The breakdown of the K2.6 billion for transfers and subsidies includes significant allocations:

  1.  K941.4 million for the Constituency Development Fund (CDF), supporting community development projects and youth and women empowerment programs.
  2. K395.2 million for the Social Cash Transfer program.
  3.  K278.1 million for the operations of public hospitals and grant-aided institutions.
  4.  K16.2 million to the Public Service Pension Funds.
  5. K115.1 million for the operation of public universities, student loans, and scholarships.
  6. K111.6 million to the Local Government Equalization Fund.
  7. K315.6 million as a grant to the Zambia Revenue Authority (ZRA) to support operations and resource mobilization.

Furthermore, K450 million was released for the Farmer Input Support Programme (FISP) to bolster the agriculture sector, emphasizing productivity, value addition, and market linkages.

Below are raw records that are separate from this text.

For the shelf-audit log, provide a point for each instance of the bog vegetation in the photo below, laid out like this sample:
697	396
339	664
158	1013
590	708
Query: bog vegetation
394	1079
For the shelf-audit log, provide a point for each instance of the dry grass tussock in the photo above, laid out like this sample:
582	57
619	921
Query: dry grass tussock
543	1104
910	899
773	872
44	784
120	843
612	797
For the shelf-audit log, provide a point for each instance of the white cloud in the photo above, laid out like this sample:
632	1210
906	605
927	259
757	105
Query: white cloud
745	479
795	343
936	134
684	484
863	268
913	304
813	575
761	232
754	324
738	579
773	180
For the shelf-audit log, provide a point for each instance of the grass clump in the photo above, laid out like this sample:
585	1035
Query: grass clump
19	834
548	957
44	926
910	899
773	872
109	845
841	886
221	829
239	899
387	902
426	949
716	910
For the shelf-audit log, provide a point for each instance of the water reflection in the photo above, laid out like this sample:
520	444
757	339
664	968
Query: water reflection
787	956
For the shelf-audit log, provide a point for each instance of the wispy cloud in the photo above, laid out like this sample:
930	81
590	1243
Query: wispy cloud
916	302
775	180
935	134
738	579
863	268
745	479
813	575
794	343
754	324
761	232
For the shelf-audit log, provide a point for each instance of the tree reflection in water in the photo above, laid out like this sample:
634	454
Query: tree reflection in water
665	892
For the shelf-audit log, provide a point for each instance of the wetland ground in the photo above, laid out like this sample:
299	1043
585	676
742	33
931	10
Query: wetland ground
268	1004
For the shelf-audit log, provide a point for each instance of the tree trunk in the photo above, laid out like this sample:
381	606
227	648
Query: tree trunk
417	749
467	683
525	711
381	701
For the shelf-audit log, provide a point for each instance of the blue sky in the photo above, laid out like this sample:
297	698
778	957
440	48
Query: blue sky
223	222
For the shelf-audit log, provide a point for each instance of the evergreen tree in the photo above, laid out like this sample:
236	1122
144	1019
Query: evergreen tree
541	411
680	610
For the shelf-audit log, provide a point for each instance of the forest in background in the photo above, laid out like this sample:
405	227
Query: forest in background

Dr. Musokotwane highlighted the government’s commitment to reducing indebtedness and achieving sustainability, allocating K3.3 billion for debt payments. He reiterated that in 2024, financing will be mobilized according to the Annual Borrowing Plan approved by Parliament to address the financing gap.

For public service wages, he said that the government spent K3.9 billion, ensuring timely payments. Plans for the next year include recruiting 10,400 additional public service workers to improve staffing levels, with a focus on education and health sectors.

Despite accomplishments, Dr. Musokotwane notes that the government acknowledges challenges such as job creation pace, cost of living, and infrastructure development. 

The minister emphasized the administration’s dedication to multi-sectoral economic transformation programs to address these issues systematically.

Encouraging citizens to explore business opportunities through support programs, the government emphasizes efficient, transparent, and quick facilitation of private sector investments, embracing growth opportunities through Foreign Direct Investments and Public-Private Partnerships.